|Title||The principles behind the drafting of the Onomatopoeic Dictionary of the Lithuanian Language|
|Abstract||The Lithuanian language has preserved a vast layer of iconic lexis. This type of lexis is interesting from the perspective of onomasiologic definition, pragmatics, and the history of language. Of all the language parts, it functionally covers onomatopoeic words. Elements of iconism are also typical of some words from other parts of language, as defined by the level of pragmatism, such as emotives and expressives, some interjections (and invocations in particular), as the emotional – expressive element embedded in their semantic structure is also the basis of their existence in the language. Iconic nature can also be a definitive feature of words of child-speak and any other lexical periphery: riddle words, some of the euphemisms, refrains, etc. Word formation can be iconic as well. The phonetic structure of an iconic word has references of phonetic or phonosemantic motivation that can be described linguistically, actualised language sounds and sound complexes with articulative and acoustic properties. Such properties, when transformed from the psychophysiological audible stimulus to phonologically described acoustic and articulative properties of phonemes are one of the key principles of describing the iconic lexis in lexicographic resources.
In language, expressive words serve the function of conveying the impression or emotion of the speaker/writer so that the target can experience/feel it too. M. Grammont has indicated that the ability of language sounds to give connotation to the meaning of a word is often potential and that it emerges in the process of the act of speaking (with the exception of the “pure” onomatopoeias that have a phonetic motivation). For instance, the connotational qualities of sounds of language make the narrator choose a member of the phonosemantic opposition (or triad) of synonymous onomatopoeias – kaukšt: taukšt: paukšt; bumpt : bliumpt; kapt : knapt; pliaukšt : paukšt; čiaukšt : taukšt, etc. – to be able to disclose the specifics and details of the image, sound or sense/experience being described (imitated) better. However, the choice of pragmatic situations is unlimited and therefore, when presented on its basis, the lexical meaning might be very inaccurate. Thus, the drafting of a lexicographic inventory has to begin with identifying the type of descriptive imitatives, i.e. the impression (visual, acoustic, sensual/experiential) they carry.
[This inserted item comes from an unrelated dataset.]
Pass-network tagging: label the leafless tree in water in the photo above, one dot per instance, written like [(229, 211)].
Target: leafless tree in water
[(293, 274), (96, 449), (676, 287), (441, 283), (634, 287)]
Describing the semantic system of specific imitative requires the identification of certain tools, i.e. the phonic (or formative) instruments that are used to create the correlation of meaning and expression.
Instead of employing the conventional classification of onomatopoeias, in the Onomatopoeic Dictionary such words are categorised by the method of imitation, forming a total of four groups: onomatopoeias (construed as only those onomatopoeic words that imitate real-life sounds using linguistic tools, turning them into words), imitatives, mimemes and verbal onomatopoeic words (which are not considered iconic words). The idea here is to demonstrate the versatility of their iconic features and the variety of pragmatics, and therefore a systematic approach to presentation under the behaviourist scheme has been adopted. For instance, onomatopoeic words of a punch are presented systematically, and their lexicological articles are broken down against other attributes, i.e. a punch to a soft/hard surface or a vertical/horizontal punch and so on. The unique phonetic structure of onomatopoeic words is considered, describing some of the features, like frequent replication and consonantal variations of onomatopoeic endings, like plept:plep:ple, etc. as universal in the inventory. The systematic relationships are presented in several languages, which makes the Onomatopoeic Dictionary more accessible for linguists and semiotic scientists from other countries. The type of the lexicographic work being presented is an ideographical dictionary.